Des prix qui prendraient l'ascenseur

Les conséquences de cette régulation de l’offre sont draconiennes et, surtout, inéquitables. Un panier des ménages moyen rempli de produits bio coûte 48% de plus que le même panier s’ils ne le sont pas. Cette hausse affecterait surtout les familles et les personnes à bas revenu. Pour les revenus de moins de 5000 francs par mois, la part des dépenses alimentaires atteindrait ainsi 20% du budget global. Le prix des produits augmenterait et le choix se réduirait. On verrait surtout disparaître les spécialités étrangères en raison de la bureaucratie réglementaire et des procédures douanières. L’initiative serait aussi inéquitable pour les commerces situés près de la frontière parce que le tourisme d’achat augmenterait considérablement. Et le tourisme, qui souffre déjà du franc fort, serait encore pénalisé par les prix élevés des aliments à l’achat. 

L’initiative veut en outre qu’on impose les standards suisses aux autres pays, les denrées importés devant «en règle générale» satisfaire «au moins» à ces exigences. Une revendication très problématique, autant sur le plan moral qu’au niveau économique. 

Des concepts tels que le «respect de l’environnement» ou le «respect des animaux» sonnent bien, mais il n’existe aucune définition internationalement reconnue de ces notions. Une interdiction des importations provenant de l’élevage intensif serait contraire aux règles de l’OMC qui veut que les produits ne soient jugés que sur leurs caractéristiques physiques. C’est aux habitants de ces pays de décider dans quelle mesure leur production doit respecter l’environnement ou l’équité sociale et ce qu’ils entendent par là. C’est à eux de trouver un compromis sensé entre les composantes sociales, écologiques et économiques – et c’est leur droit. Les en priver implicitement serait faire preuve d’arrogance morale – pour ne pas dire: d’iniquité. 
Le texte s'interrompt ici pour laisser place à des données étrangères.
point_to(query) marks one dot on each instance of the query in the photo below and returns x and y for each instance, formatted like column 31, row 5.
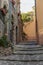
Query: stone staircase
column 25, row 54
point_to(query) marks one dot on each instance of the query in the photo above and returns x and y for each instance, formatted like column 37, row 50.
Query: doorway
column 28, row 19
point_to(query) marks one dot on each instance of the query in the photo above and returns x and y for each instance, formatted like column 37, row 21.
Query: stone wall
column 39, row 13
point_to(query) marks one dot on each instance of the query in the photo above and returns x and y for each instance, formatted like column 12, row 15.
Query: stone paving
column 21, row 57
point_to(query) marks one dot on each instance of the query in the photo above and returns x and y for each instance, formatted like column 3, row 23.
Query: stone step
column 29, row 52
column 23, row 58
column 28, row 43
column 28, row 49
column 28, row 46
column 21, row 63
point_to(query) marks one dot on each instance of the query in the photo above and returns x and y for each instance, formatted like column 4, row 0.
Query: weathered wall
column 39, row 9
column 30, row 30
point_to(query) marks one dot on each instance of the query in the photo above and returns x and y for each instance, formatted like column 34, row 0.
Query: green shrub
column 4, row 42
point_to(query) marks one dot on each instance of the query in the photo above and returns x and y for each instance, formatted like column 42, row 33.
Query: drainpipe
column 37, row 33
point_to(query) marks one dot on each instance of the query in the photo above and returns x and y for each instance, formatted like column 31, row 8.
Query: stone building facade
column 10, row 23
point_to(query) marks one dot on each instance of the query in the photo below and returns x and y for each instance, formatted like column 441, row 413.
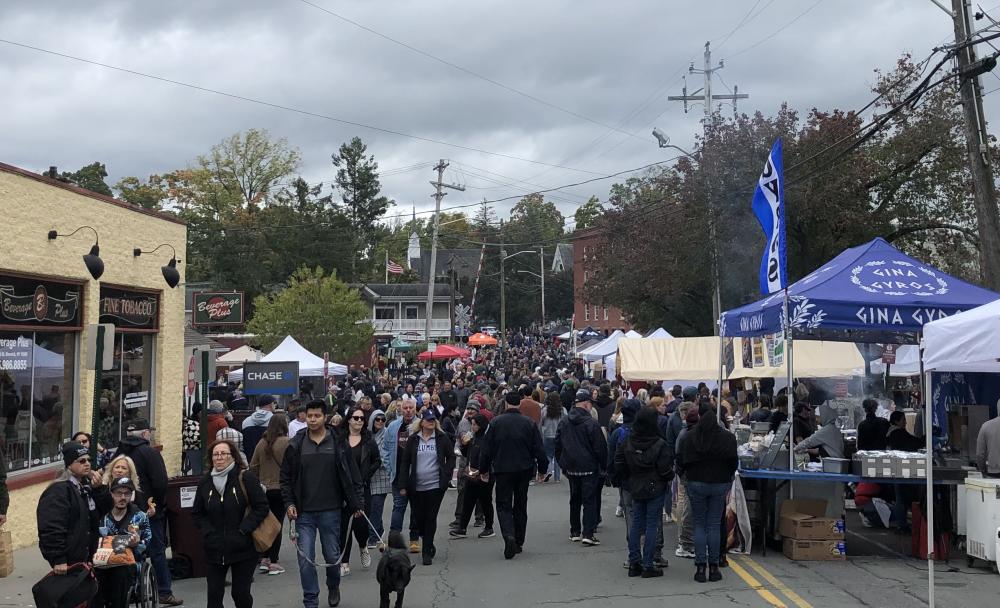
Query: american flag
column 393, row 267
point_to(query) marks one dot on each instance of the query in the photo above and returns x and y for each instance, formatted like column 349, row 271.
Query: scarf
column 219, row 478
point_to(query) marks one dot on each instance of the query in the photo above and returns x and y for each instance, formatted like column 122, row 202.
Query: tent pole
column 929, row 439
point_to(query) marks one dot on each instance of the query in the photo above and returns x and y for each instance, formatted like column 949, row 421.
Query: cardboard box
column 814, row 550
column 806, row 520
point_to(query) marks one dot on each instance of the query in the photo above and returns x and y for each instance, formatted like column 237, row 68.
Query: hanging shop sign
column 129, row 309
column 218, row 308
column 37, row 302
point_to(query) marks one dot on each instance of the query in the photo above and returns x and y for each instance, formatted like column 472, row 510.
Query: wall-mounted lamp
column 93, row 261
column 170, row 273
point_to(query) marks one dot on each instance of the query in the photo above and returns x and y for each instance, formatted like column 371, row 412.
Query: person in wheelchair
column 124, row 520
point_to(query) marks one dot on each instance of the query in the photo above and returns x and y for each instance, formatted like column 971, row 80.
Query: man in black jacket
column 153, row 486
column 320, row 484
column 514, row 452
column 582, row 453
column 70, row 510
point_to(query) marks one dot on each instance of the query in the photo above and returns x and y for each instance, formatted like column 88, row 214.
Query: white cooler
column 982, row 518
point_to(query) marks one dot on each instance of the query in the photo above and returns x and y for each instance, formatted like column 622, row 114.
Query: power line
column 295, row 110
column 462, row 69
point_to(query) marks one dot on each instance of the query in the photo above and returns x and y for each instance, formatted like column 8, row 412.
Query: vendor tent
column 813, row 359
column 969, row 342
column 290, row 350
column 869, row 293
column 239, row 356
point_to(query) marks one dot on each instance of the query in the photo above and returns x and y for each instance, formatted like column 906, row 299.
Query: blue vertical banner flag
column 769, row 207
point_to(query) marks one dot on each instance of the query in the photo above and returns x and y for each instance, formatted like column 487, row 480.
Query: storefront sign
column 25, row 301
column 271, row 378
column 218, row 308
column 129, row 309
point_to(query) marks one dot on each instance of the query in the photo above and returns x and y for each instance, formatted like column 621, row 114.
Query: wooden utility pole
column 976, row 138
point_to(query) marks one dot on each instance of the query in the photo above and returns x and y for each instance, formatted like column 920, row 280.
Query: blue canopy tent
column 870, row 293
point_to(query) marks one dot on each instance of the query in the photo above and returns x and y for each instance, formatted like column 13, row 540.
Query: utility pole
column 976, row 138
column 439, row 194
column 706, row 97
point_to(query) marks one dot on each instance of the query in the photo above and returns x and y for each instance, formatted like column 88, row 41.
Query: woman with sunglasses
column 380, row 486
column 368, row 459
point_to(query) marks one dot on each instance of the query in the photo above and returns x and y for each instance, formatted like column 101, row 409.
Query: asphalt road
column 553, row 571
L’aspect macroéconomique pose aussi des problèmes parce que, si la Suisse ne pouvait plus les respecter, elle se verrait contrainte de résilier différents traités et accords de libre-échange. Et les petits malins n’ont pas à chercher de voies détournées, a déjà dit clairement le Tribunal fédéral à propos de la mise en œuvre de l’initiative contre l’immigration de masse. Il serait désormais impossible de conclure de nouveaux accords de libre-échange tels que celui qui est en préparation avec les États du Mercosur. Les débouchés de notre industrie d’exportation dépendent pourtant de ces accords. C’est donc aussi le cas pour des milliers d’emplois ainsi que les deux tiers de la prospérité durement acquise de la Suisse. L’initiative les prend tous en otage – c’est inéquitable. 

Un regard sur la situation juridique actuelle montre combien les initiants outrepassent le but recherché. En réalité, la loi sur l’agriculture demande déjà aujourd’hui que les produits importés répondent aux mêmes standards que les produits indigènes. Mais elle inclut une réserve décisive: elle le fait à la condition que la Suisse ne prenne pas d’autres engagements au niveau international. Cette précision permet de chercher des compromis pragmatiques et acceptables - également au niveau politique - pour les deux parties lors de négociations. Y renoncer serait vraiment un mauvais signal à une époque où les Trump de ce monde errent comme des éléphants dans un magasin de porcelaine dans l’édifice fait d’accords et de traités qui garantit notre bien-être et notre paix. 

En définitive, l’initiative pour des aliments équitables constitue une tromperie sur la marchandise. Au lieu de comprendre la durabilité comme le résultat d’un compromis judicieux entre les intérêts écologiques, sociaux et économiques, elle subordonne tout à une idéologie écologique aveugle. Et c’est pourquoi ses conséquences n’auraient finalement rien d’équitable – au contraire.

Le point de vue exprimé dans cet article est celui de son auteur et ne reflète pas forcément celui de swissinfo.ch.